05:12 - Les petits frères de ses employés.
05:15 - Voilà. Donc... - Mais, pardon.
05:18 - Et en plus, cette personne-là, c'est Abdelkala, qui est le patron de l'association
05:21 des commerçants d'Arpajon. Donc, il connaît tout le monde.
05:23 Il sait où tous les enfants et tous les grands sont embauchés.
05:26 - C'est pas une très grande ville.
05:27 - Charles Vintrou, c'est-à-dire que quand ils vont revenir, vous allez les accueillir ?
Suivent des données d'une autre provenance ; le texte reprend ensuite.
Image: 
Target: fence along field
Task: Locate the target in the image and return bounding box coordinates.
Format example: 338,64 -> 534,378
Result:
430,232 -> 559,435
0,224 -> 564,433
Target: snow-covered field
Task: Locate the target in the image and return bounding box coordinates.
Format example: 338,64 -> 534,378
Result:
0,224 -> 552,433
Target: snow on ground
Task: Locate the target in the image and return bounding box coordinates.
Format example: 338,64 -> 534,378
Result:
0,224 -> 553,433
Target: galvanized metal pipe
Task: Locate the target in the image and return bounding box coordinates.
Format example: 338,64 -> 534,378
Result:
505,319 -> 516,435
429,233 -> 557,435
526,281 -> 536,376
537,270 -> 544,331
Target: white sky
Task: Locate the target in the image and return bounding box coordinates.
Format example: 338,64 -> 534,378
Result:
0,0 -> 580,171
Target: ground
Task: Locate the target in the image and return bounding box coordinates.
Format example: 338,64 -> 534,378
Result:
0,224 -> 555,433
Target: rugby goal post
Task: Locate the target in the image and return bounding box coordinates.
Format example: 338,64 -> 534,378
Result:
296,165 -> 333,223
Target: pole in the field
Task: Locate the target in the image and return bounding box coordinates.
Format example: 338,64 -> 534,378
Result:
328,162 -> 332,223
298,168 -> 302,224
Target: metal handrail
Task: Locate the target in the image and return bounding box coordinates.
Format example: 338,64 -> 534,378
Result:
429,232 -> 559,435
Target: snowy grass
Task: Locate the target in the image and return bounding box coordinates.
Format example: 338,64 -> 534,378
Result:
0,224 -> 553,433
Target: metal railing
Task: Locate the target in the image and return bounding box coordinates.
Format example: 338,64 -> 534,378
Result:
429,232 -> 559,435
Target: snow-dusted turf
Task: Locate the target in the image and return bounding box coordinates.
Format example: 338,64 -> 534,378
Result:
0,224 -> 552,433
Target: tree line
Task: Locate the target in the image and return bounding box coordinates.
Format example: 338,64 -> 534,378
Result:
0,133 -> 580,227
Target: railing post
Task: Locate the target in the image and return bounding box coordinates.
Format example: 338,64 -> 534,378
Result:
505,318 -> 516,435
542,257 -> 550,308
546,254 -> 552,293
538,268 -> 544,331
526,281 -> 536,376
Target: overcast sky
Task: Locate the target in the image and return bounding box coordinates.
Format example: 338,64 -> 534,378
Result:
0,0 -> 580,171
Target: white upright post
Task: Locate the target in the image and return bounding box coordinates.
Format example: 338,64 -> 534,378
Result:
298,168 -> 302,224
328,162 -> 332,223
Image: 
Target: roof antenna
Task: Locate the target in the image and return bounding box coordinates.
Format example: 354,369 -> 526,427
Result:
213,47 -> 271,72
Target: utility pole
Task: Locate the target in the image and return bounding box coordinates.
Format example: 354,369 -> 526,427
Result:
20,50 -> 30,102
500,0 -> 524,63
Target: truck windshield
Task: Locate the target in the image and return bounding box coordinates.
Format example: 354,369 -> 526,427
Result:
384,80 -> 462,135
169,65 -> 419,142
05:32 - Bien sûr, oui. Bien sûr.
05:34 - Vous leur direz rien ?
05:36 - J'en sais rien. Je ne sais pas. C'est encore ce qui reste de la boule au ventre.
05:40 En revanche, ce que j'aimerais bien, c'est qu'on organise à un moment donné,
05:44 je ne sais pas si vous avez vu ce film, j'en parle depuis quelques jours,
05:47 je verrai toujours vos visages, Jeanne Hery, qui parlait de la justice restaurative.
05:52 - Où les victimes viennent parler à leurs agresseurs.
05:56 - Et moi, j'aimerais beaucoup que quelqu'un, j'imagine que ça doit être
05:59 sous l'autorité de l'État ou d'associations spécialisées, mais...
06:01 - Organise ça.
06:02 - Organise ça, parce que quand je vous dis que j'arrive encore à être ému quand même
06:06 par ces gosses qui prennent des chips, qui ne réalisent pas que c'est du vol,
06:09 parce qu'ils n'en ont pas accès quand ils viennent à des horaires normaux.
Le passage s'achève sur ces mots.